But I know that from now on, everything about the place is going to be talked about in terms of before Katrina and after Katrina. It's much too early to say what either was or will be like, just as it's too early for the political advantages and disadvantages to be discussed in Washington, D.C. (I have been there.)
I agree with Bill Clinton. A non-partisan panel ought to be set up later, a group similar to the 9-11 Commission or the Warren Commission that looked into the death of President John F. Kennedy. They should take a non-partisan (if that's possible in 2006) look at everything that happened -- what federal, state, local officials and citizens did or didn't do.
Disasters and the handling of them is not my area of expertise, but I do have some experience in reporting on them. And for several hurricane seasons, I've been amazed at the reporting of disasters.
I can't understand why reporters are asked to stand in the wind with their station's logo on their windbreaker and yell into a microphone that the wind's blowing. Having worked in television, I know the basic rule: Don't make the viewer feel like an idiot by telling him what he's seeing! And if you can only state the obvious in a written account, shut up.
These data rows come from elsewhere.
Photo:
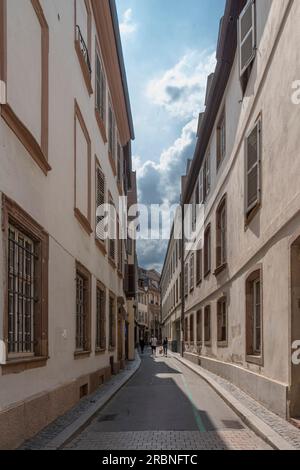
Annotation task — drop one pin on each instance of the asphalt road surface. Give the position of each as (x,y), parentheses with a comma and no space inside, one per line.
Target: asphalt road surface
(166,406)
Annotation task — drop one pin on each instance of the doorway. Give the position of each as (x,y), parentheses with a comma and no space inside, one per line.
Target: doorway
(295,328)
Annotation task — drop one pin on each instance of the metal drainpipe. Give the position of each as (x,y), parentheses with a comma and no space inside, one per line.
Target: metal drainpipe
(182,280)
For about 24 hours during the worst of Katrina, the reporting was about the looting that was happening. The looters caught on long before reporters did that with no electricity, it wasn't going to do much good to swipe a TV, washing machine, CD's, VCR's, etc. etc. if you couldn't do anything with them. Besides, they had to carry whatever they stole great distances through neck-deep water in order to keep any of it.
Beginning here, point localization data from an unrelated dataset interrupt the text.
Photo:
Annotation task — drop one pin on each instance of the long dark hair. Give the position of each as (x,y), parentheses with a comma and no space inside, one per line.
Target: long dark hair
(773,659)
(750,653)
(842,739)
Whomever was at fault, there was a long time between basic needs and having those needs met. Many obviously took things they needed.
The note on a New Orleans wall photographed by Grayson County's EMS crew says it. This person probably will return the books, if the owner can ever be relocated.
It is like the story my parents told me about when they were moving back to Grayson County from Illinois, traveling in a Model T with three small children and a baby. They were met in the middle of a desolate stretch of road by a man with a shotgun who made all of them get out of the car while he searched it.
It was early in the Great Depression, and someone had stolen the man's winter supply of potatoes.
Mom had thought of bringing their sack of Illinois potatoes, but there wasn't room. If she had brought them, would they have been shot? Neither party could prove ownership of potatoes.
During and since Katrina there has been much talk about compassion, but compassion without action is about a notch and a half from lying.
We have heard a great deal about compassion from the current administration, but the gap between the haves and the have-nots got wider this year by about four million as it has now for several years. On the other side of the coin, we have seen Katrina victims valuing material possessions more than life itself.
What Katrina may have done, if a real Katrina Commission can ever be reality, is to force the me generation to finally look in the mirror. Much of what this generation has created amounted to a house of cards in the reality of Katrina.